Il est vrai que la vérité était dure à accepter pour Nikolai, mais il l'avait eu. Ce manque invisible commençait à se résorber, n'était-ce pas mieux en fin de compte ? Qui sait ce que vide l'aurait conduit à faire s'il l'avait suivi toute sa vie tel un spectre sans scrupule guidant sa conscience... Nikolai était vivant, Cyril juste blessé et ils avaient désormais un allié. Le constat aurait pu être plus inquiétant voire définitif.

Se sentant mieux, Nikolai demanda à Davlio s'il avait un moyen de savoir si Cyril était réveillé. L'informant que celui-ci était en mouvement, le danois toqua à sa porte. Avec un très léger sourire et beaucoup de courbatures, Cyril l'invita à entrer. Il avait l'air en forme et tenait sur ses deux jambes, c'était déjà ça ! La pression de Nikolai retomba encore davantage. Les deux amis parlèrent pendant plusieurs heures des révélations de Chas.

Tombant d'accord sur le fait que c'était un bon début, mais que ce n'était pas suffisant, Cyril et Nikolai décidèrent de réinterroger le kepaja. Ils le retrouvèrent en pleine séance d'écoute de doléances. Assis sur son trône, Chas écoutait un chat tigré et trapu se plaindre d'un souci bien moins intéressant que notre histoire. Tandis que Nikolai n'entendait qu'un babillage plaintif, Cyril écarquilla les yeux quand il découvrit que son cerveau traduisait en français les feulements du félin sans le moindre effort.
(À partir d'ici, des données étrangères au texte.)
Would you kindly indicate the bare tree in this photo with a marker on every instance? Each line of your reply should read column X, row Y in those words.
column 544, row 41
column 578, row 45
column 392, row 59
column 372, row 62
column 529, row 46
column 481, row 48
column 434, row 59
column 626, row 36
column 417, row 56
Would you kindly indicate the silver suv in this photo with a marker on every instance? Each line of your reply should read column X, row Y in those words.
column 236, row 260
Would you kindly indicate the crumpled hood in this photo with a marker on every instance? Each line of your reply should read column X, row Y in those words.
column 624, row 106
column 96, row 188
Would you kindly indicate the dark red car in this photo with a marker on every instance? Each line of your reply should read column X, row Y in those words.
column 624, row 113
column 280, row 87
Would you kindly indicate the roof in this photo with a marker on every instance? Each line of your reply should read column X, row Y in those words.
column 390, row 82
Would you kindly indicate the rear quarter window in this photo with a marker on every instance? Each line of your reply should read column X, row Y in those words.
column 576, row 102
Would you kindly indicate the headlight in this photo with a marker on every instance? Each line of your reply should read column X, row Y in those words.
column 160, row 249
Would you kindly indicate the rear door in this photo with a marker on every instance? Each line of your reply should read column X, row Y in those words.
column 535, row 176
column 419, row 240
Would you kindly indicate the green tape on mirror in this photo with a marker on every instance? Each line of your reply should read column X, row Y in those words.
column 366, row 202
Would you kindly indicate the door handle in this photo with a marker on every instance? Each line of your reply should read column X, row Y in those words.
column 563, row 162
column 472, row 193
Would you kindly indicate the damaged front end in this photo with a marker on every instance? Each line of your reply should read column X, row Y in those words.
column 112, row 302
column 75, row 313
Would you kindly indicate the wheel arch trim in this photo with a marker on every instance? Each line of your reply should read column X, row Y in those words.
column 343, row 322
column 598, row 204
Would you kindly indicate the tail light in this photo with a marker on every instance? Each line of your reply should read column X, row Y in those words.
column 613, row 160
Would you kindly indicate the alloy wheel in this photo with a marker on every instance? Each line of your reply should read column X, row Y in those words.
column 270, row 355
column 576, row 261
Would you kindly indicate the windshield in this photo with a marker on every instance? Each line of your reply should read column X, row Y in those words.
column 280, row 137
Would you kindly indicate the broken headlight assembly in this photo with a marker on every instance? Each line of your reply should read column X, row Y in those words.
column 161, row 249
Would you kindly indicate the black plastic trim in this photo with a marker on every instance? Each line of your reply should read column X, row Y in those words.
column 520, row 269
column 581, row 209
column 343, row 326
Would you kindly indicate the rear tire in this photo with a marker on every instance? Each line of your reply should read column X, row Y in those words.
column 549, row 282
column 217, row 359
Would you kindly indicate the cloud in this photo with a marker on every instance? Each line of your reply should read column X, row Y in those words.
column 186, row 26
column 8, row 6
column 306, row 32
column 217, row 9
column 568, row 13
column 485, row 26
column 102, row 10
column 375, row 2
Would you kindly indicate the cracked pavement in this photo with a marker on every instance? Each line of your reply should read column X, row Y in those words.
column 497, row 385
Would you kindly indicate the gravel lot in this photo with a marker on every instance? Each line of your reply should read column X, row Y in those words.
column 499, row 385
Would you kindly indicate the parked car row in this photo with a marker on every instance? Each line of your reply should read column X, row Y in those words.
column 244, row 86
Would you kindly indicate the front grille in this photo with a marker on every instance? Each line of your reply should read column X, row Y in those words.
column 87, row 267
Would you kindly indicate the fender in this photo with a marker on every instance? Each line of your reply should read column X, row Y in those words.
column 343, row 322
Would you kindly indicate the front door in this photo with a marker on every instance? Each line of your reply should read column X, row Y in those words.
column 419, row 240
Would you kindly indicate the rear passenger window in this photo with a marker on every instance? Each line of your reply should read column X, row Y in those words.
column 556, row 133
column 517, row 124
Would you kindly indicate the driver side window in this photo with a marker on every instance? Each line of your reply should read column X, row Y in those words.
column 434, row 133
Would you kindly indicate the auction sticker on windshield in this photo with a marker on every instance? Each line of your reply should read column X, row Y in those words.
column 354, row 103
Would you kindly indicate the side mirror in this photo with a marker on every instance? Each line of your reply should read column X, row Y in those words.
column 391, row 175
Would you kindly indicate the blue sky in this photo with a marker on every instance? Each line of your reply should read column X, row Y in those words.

Le vidéaste suivit l'histoire de son congénère de lune avec intérêt et bienveillance, copiant ainsi l'attitude de Chas envers chacun de ses sujets. Après lui avoir promis qu'il s'occuperait de lui plus tard, le sakarujam congédia l'animal. Celui-ci se contenta de partir en remerciant son chef qui ne bougea pas de son trône. Cyril tenta alors une approche. Malheureusement, Chas leur donna la même réponse que la veille. C'était à leurs parents qu'il fallait s'adresser !

― Est-ce que tu pourrais les faire venir ici dans ce cas ? questionna Nikolai.

― Si j'interviens encore dans le monde humain, ma sœur le saura d'une manière ou d'une autre et c'est pareil pour vous. Hum... Je pense qu'on peut organiser une rencontre entre vos parents et vous à Paris. Mais avant de vous en dire plus, je dois sécuriser la conversation. Rubis surveille forcément de très près vos pensées. Je vais vous apprendre à les dissimuler et ensuite, nous parlerons.

Chas était intraitable. Nikolai et Cyril n'avaient rien à redire sur la leçon que voulait leur enseigner la créature tatouée. Ils étaient d'accord sur la nécessité de renforcer leurs fortifications mentales par précaution. Pendant les heures qui suivirent, Chas leur donna les clés pour s'incruster dans l'esprit humain sans être repéré et se prémunir des intrusions psychiques des démons. D'abord laborieux, l'exercice se révéla fructueux. Il était temps, Chas perdait patience ! Maintenant que tout était en place sur le plan mental, le kepaja leur demanda de mettre en pratique cela pour poursuivre leur conversation.